'Tape loops of the field recordings as well as new music composed for the project were soaked in tubs of polluted Lea river water – duckweed, decaying leaves, oil slicks and all – for a month. When replayed, the loops slowly disintegrated, the river etching new channels and tributaries onto the tape, which slowly peeled off and faded away. The negatives of the film photographs were given the same river water treatment, with their prints developing odd new microscopic marks, layers and flares.'
Whilst Rob's music contains physical traces of the landscape, Laura Cannell reworks fragments of early music - Hildegard of Bingen, The Cantigas de Santa Maria, Henry VIII. Her album, Quick Sparrows Over The Black Earth, is named after one of those extraordinary condensed poems in Anne Carson's If Not, Winter: Fragments of Sappho. She plays two recorders simultaneously and reconfigures her bow so that it is impossible to lift it from the violin strings, creating a continuous drone. One of the recorder tunes, she explained, echoes "the sound of deer barking in the woods by my house" - it was a lonely sound, floating out in the cold air under the church's high bare ceiling. In her sleevenotes for Quick Sparrows Over The Black Earth she writes about the experience of recording the music in a different church, standing isolated in the Norfolk landscape:
'The cold winter daylight
pouring through clear leaded windows
The wind shifts against the stone walls
It bangs on the ancient oak door
Like the clang of a distant wherry
over the marshes...'
Finally Richard Skelton and Autumn Richardson took to the stage to perform the forthcoming album Belated Movements for an Unsanctioned Exhumation August 1st 1984. They were dressed, as Luke Turner says in his review in The Quietus, 'for a mildly blustery day on the tops, with sturdy jackets and solid knitwear'. We still had our coats on in the audience - there was something chilling about this dark church, with its candle-lit paintings of Christ suffering on the way to the crucifixion.
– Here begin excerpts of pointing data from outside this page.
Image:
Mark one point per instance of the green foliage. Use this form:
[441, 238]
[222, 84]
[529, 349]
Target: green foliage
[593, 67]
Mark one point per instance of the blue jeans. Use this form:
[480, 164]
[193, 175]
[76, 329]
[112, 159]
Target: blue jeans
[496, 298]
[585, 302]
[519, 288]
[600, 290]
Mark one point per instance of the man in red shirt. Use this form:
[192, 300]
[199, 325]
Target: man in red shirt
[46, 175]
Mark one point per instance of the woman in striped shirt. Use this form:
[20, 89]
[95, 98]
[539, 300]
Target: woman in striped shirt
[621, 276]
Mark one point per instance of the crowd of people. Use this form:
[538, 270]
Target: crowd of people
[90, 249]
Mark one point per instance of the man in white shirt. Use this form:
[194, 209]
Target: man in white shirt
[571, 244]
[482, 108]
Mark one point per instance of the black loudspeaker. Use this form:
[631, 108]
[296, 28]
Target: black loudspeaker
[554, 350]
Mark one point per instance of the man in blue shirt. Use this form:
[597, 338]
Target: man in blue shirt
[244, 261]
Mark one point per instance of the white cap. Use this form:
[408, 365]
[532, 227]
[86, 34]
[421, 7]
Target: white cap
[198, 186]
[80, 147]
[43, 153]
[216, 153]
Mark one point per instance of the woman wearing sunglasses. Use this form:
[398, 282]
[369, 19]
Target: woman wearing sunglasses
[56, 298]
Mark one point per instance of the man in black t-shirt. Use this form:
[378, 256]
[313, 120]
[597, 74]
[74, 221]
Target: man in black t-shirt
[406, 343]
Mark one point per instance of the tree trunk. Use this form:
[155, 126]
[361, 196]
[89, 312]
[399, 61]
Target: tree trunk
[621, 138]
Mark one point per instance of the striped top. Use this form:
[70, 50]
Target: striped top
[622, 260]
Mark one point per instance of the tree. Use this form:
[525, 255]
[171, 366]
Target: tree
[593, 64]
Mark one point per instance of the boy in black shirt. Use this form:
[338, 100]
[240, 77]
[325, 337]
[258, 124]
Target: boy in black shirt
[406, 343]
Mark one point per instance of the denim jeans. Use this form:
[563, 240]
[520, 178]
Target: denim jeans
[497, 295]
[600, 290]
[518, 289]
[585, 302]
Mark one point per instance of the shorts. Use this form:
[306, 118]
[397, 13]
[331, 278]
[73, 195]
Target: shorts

Lindow Man, the bog body exhumed in 1984 may have died at the same time; the British Museum website dates his horrific ritual killing to between 2 BC and AD 119. It would be a very different experience to the concert I wrote about here last year, where Richard played with the Elysian Quartet in another church, St Lukes, against a backdrop of leaves. ‘We will begin with a collective symbolic descent into the soil', Richard had said in an interview a week earlier, 'to the fox’s “earth beneath earth”, from where we’ll summon “Canis, Lynx, Ursus” and return, with great violence, to the surface.’
Listening to the first piece, ‘Petition for Reinterment’, it was apparent that the music would change very slowly. As Richard describes it, this string elegy 'gently begins to disintegrate, to distend and rot, as if the music itself is being subsumed in soil and subjected to the natural cycles of decay and renewal. It is interesting to note that, whilst the skin of bog-bodies is often very well preserved, the bones undergo a process of decalcification - they literally dissolve from within.' Eventually the music subsided with a kind of tolling sound and then merged into the second movement which I have embedded below, ‘To Your Fox-Skin Chorus’. This refers to the arm covering on Lindow Man (the title is from an Edmund Gosse poem 'Old and New', contrasting BC and AD). Once this too had receded there was a final slow build of intense, unsettling sound, with an insistent skewed keyboard pattern under the churning treated noise of a disinterred violin. This last movement represents a 'downward delving to the bones of animals long made extinct in England by humans: the wolf, lynx and bear - animals that haunt the popular imagination.' How long this lasted it would be hard to say. Then, suddenly, the gale of sound abated and the last remnants of music faded gradually back into the ground.